Tip: you can view the runtime Stringtoslicebyte and runtime Slicebytetostring source code of the two functions. Learn about the specific implementation of the mutual conversion of string and [] byte types.

StringHeader is the same as SliceHeader, which represents the real structure of string in program operation. The definition of StringHeader is as follows:

type StringHeader struct{
    Data uintptr
    Len int
}

// When the program runs, strings and slices are essentially stringheaders and sliceheaders. Both structures have a Data field that holds pointers to real content. Therefore, print out the value of the Data field to determine whether memory has been reallocated after string and [] byte forced conversion.
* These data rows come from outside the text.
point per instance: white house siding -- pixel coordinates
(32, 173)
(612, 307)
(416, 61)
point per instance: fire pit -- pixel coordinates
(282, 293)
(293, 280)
Now we know that [] byte and string coercion will copy a string again. If the string is very large, due to the large memory overhead, this method cannot be satisfied for programs with high performance, and performance optimization is needed. How to optimize it? Since the memory overhead is caused by memory allocation, the optimization idea should be to realize type conversion without reallocating memory.

We observed as like as two peas of StringHeader and Sliceheader, the first two fields are exactly the same, then []byte to string is equal to unsafe. through two. Pointer converts * Sliceheader to * stringheader, that is, * [] byte to * string. The principle is similar to converting slices into a user-defined structure mentioned above.

s := "Running snail "
b := []byte(s)
// s2 := string(b)
s3 := *(*string)(unsafe.Pointer(&b))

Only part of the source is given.